Kepemimpinan pada dasarnya adalah kemampuan untuk mempengaruhi dan membujuk orang lain untuk melakukan hal-hal yang diperlukan dalam rangka mencapai sasaran yang diinginkan.

Para pemimpin-pemimpin besar dunia, dari deretan Nabi seperti Ibrahim, Musa, Dawud, Isa, dan Nabi Muhammad s.a.w. adalah mereka-mereka yang memiliki kewibawaan yang luar biasa, mendapatkan kepercayaan yang tidak terbatas, dan dicintai para pengikutnya sepanjang masa.

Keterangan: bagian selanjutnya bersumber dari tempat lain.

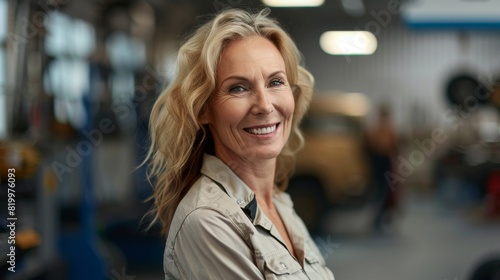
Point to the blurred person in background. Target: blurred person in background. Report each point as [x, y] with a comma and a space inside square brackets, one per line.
[224, 137]
[382, 150]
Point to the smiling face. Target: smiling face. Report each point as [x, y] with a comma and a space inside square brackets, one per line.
[250, 113]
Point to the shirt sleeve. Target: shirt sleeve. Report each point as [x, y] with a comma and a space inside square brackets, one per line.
[209, 246]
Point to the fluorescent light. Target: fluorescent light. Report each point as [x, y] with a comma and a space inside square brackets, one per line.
[348, 42]
[293, 3]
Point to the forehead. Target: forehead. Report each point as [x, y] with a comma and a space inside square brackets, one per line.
[251, 51]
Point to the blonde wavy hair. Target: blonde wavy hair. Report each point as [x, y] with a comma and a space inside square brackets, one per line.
[178, 140]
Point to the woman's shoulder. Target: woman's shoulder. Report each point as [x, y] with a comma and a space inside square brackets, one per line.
[204, 203]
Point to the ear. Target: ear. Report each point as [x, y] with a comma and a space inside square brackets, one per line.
[204, 115]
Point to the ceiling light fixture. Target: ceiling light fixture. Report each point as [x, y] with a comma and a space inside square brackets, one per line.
[348, 42]
[293, 3]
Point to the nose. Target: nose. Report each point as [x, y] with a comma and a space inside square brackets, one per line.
[262, 103]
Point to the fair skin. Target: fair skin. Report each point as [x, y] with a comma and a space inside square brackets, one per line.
[250, 117]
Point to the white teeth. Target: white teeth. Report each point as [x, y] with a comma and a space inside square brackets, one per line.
[264, 130]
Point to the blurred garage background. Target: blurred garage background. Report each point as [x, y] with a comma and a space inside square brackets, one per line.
[399, 179]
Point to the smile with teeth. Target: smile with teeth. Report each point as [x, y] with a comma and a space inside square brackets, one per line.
[261, 130]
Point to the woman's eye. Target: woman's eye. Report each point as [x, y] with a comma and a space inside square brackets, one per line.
[277, 82]
[236, 89]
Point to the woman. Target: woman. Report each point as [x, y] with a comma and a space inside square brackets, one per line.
[224, 135]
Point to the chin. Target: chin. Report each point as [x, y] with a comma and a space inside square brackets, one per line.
[263, 155]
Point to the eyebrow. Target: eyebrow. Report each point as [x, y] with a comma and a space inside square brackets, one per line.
[241, 78]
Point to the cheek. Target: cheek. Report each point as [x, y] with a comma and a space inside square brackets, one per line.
[226, 111]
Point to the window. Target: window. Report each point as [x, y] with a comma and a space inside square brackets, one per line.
[3, 82]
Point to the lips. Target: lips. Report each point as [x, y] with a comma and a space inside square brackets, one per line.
[262, 130]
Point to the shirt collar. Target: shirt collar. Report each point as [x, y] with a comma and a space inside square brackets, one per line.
[229, 182]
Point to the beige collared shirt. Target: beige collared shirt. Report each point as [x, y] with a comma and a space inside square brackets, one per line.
[219, 232]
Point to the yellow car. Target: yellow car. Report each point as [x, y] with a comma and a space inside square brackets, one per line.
[332, 168]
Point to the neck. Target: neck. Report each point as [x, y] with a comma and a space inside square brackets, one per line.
[257, 174]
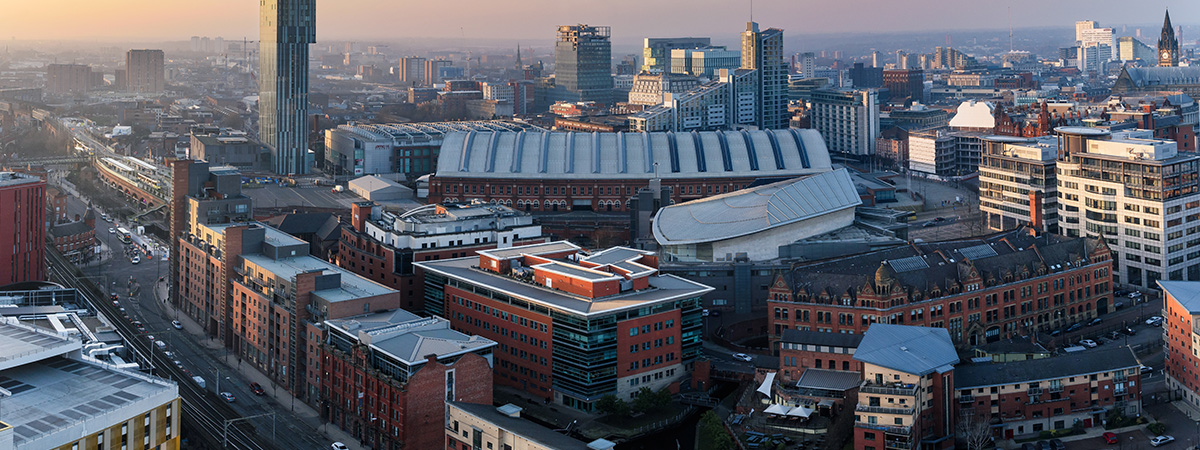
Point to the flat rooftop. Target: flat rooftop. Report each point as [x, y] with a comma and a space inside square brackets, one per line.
[353, 286]
[663, 288]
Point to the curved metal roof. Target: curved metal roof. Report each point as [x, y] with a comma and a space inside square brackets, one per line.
[756, 209]
[605, 156]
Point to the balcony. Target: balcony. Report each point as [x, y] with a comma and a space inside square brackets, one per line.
[904, 411]
[889, 389]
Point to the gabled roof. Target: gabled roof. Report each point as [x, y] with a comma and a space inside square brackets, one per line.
[1186, 293]
[753, 210]
[910, 349]
[1069, 365]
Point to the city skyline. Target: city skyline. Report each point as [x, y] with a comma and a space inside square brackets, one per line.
[75, 21]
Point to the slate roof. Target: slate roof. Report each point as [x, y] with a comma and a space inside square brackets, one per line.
[604, 156]
[1186, 293]
[1096, 360]
[748, 211]
[821, 339]
[910, 349]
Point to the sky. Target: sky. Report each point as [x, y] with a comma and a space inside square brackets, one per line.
[535, 19]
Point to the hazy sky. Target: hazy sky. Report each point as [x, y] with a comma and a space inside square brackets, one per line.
[535, 19]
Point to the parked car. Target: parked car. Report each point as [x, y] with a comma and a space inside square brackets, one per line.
[1161, 441]
[1109, 437]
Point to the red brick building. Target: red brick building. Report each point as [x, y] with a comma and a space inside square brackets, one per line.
[23, 228]
[573, 327]
[383, 246]
[385, 377]
[1026, 397]
[979, 289]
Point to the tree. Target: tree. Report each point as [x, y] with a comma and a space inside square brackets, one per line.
[973, 431]
[713, 435]
[612, 406]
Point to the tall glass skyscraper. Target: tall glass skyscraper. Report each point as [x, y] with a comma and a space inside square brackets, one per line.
[763, 51]
[286, 29]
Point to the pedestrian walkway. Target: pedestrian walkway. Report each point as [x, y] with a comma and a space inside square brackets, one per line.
[283, 400]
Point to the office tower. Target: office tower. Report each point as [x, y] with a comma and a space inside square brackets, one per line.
[67, 78]
[583, 64]
[847, 119]
[144, 71]
[763, 51]
[1168, 46]
[23, 228]
[1134, 191]
[657, 51]
[286, 29]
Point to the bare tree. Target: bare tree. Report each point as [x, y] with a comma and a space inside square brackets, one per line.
[975, 432]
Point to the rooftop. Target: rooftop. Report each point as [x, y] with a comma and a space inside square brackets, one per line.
[1096, 360]
[753, 210]
[910, 349]
[525, 429]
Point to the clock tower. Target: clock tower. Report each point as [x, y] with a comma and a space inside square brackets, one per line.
[1168, 47]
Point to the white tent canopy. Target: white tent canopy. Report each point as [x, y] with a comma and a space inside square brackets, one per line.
[767, 384]
[779, 409]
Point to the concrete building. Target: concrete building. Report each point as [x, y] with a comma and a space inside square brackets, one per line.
[231, 149]
[69, 78]
[600, 172]
[657, 51]
[588, 324]
[651, 89]
[389, 377]
[411, 149]
[1031, 396]
[58, 397]
[286, 29]
[756, 222]
[23, 231]
[144, 71]
[906, 397]
[847, 119]
[763, 52]
[383, 245]
[1135, 192]
[1047, 282]
[1018, 183]
[583, 64]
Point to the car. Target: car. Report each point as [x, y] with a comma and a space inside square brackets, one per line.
[1161, 441]
[1109, 437]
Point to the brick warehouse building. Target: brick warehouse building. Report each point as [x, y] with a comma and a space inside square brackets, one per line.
[543, 172]
[387, 377]
[23, 231]
[382, 246]
[981, 289]
[574, 327]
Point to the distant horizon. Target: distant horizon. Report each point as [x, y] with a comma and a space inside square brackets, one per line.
[383, 21]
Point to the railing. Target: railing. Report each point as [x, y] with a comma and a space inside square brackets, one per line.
[882, 409]
[886, 389]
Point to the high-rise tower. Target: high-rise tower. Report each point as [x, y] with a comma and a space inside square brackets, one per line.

Demikian juga dengan Alexander Zulkarnain, Cleopatra, Umar bin Khattab, Salahuddin Al-Ayyubi, dan lain-lainnya dipandang sebagai pemimpin-pemimpin yang mempunyai reputasi dunia dengan pengaruh yang mengagumkan di samping kecintaan dan kekaguman para pengikutnya.

Sebaliknya, cukup banyak pemimpin yang mengantongi SK (Surat Ketetapan) sebagai dasar legitimasi kepemimpinannya, kemudian didukung dengan pelantikan serba mewah, pakaian kebesaran dan segala atribut kepangkatan, ditambah lagi dengan dukungan semu dari sejumlah orang yang mempunyai kepentingan-kepentingan pribadi. Tetapi justru mereka tidak mendapat simpati, kepercayaan atau kecintaan dari rakyat, mereka sulit untuk menjadi pemimpin yang berhasil.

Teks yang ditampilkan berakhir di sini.